En vérité, expressionnisme et formalisme sont les noms donnés à l’hémiplégie qui affecte l’art du 20ème siècle. Au sortir de la seconde guerre mondiale, l’abstraction est perçue comme une échappée, une évasion, une bouffée d’air pur. Elle rappelle en cela la fuite en avant des Surréalistes dans l’occulte, l’automatisme et le merveilleux. Un Léopold Plomteux – figure de proue de l’art abstrait en Belgique et coreligionnaire du mouvement Cobra – n’en démordra pas jusqu’à la fin de sa vie : adieu la narration et le motif, la peinture est une organisation de formes et d’harmonies de couleurs, rien de plus. Pour rappel : la première dOCUMENTA remonte à 1956. Elle fut instiguée par l’architecte Arnold Bode. Il s’agissait de tourner la page de la dictature nazie (et l’art – réaliste – qu’elle exaltait). D’emblée, le ton est donné : “L’art abstrait est l’idiome du monde libre”. En effet, le “réalisme socialiste” à l’Est ne rappelait que trop celui qui avait servi à illustrer la propagande nazie. Ce qui, par opposition, était commode avec le formalisme : il était langage universel, sans figure, sans mémoire. L’idiome international. Nous n’avons plus à être nous-mêmes. Nous n’avons plus à nous soumettre à la tyrannie du style. En France, le groupe Support/Surface entérinera entièrement ces pré-requis : l’objet de la peinture, c’est elle-même (vision solipsiste par excellence) ; cet objet ne doit faire référence ni à la biographie de l’artiste, ni au monde extérieur, ni à l’histoire, ni par conséquent à l’histoire de l’art, etc.).

C’est la neutralité absolue.

La Suisse, en plus moche.

Est-ce cela, vraiment, l’autonomie de l’art ? L’amnésie, le repli (identitaire et/ou egotique), la défection, la désaffection ? Est-ce cela, vraiment qu’un art libre, tantôt tétanisé par la parole, tantôt le nez fiché dans son nombril ?! Condamné à la stérilité s’il se replie sur lui-même ou troquant son âme au diable de l’idéologie. De là l’interrogation féconde d’un Jean Clair : “Comment inventer un art qui ne soit ni l’expression du local et l’exaltation sournoise du nationalisme, ni la mesure d’une unification, d’une “globalisation”, […], de l’ensemble des cultures de la planète ?”.

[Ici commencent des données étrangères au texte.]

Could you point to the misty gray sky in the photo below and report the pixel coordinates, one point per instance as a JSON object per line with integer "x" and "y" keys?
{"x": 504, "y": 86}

Au final, l’art est toujours langage, pour l’oeil, l’oreille, et l’entendement. Le Guernica de Picasso nous touche autant par la forme qu’il déploie que par la réalité qu’il dénonce. Et ça n’est là qu’un exemple – ou une exception – parmi tant d’autres. Autonome, l’artiste n’en est que plus responsable. Contrairement à ce qu’il s’imagine parfois, sa liberté – si liberté il y a – semble avoir les couleurs d’une liberté conditionnelle.